Bruce Banerdt, InSight Principal Investigator at NASA’s Jet Propulsion Laboratory in Southern California, who is leading the mission, adds: “Ever since we landed our seismometer in December 2018, we’ve been waiting for the ‘big’.

The science team will have to study this new quake before they can provide details such as its location, the nature of its source, and what it can tell us about the interior of Mars. However, while on Earth most of the tremors are caused by plate tectonics, on the Red Planet this activity is mainly caused by volcanoes. But research is ongoing because the hypotheses are still varied.
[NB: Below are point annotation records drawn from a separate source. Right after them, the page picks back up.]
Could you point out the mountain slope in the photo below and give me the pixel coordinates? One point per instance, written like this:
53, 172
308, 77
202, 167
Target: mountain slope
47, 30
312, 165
InSight in the dust, looking for the sun

Sadly, this massive Martian quake came as InSight ran into new problems with solar panels. Although InSight’s location on Mars causes it to enter the planet’s winter phase, there is much more dust in the air, reducing available solar radiation.

On May 7, 2022, the lander’s available energy fell just below the limit, which triggers a safe mode in which the lander suspends all but the most critical functions. In fact, a local dust storm in January had already brought the spacecraft to safety and raised concerns about the length of the mission. This reaction is intended to protect the descent vehicle. Ground crews expect this standby mode to occur more frequently due to the condition of the solar arrays.

solar panels

One of two InSight solar arrays shortly after arriving on Mars in late 2018 and recently (right). Pay attention to the accumulated dust, which reduces the efficiency of photovoltaic cells. © Space City/NASA/JPL-Caltech

However, the mission has largely exceeded its original operating (lifetime) goal (until the end of 2020) and its original science goals. She received a budget extension until December 2022. But will the lander be able to survive until then?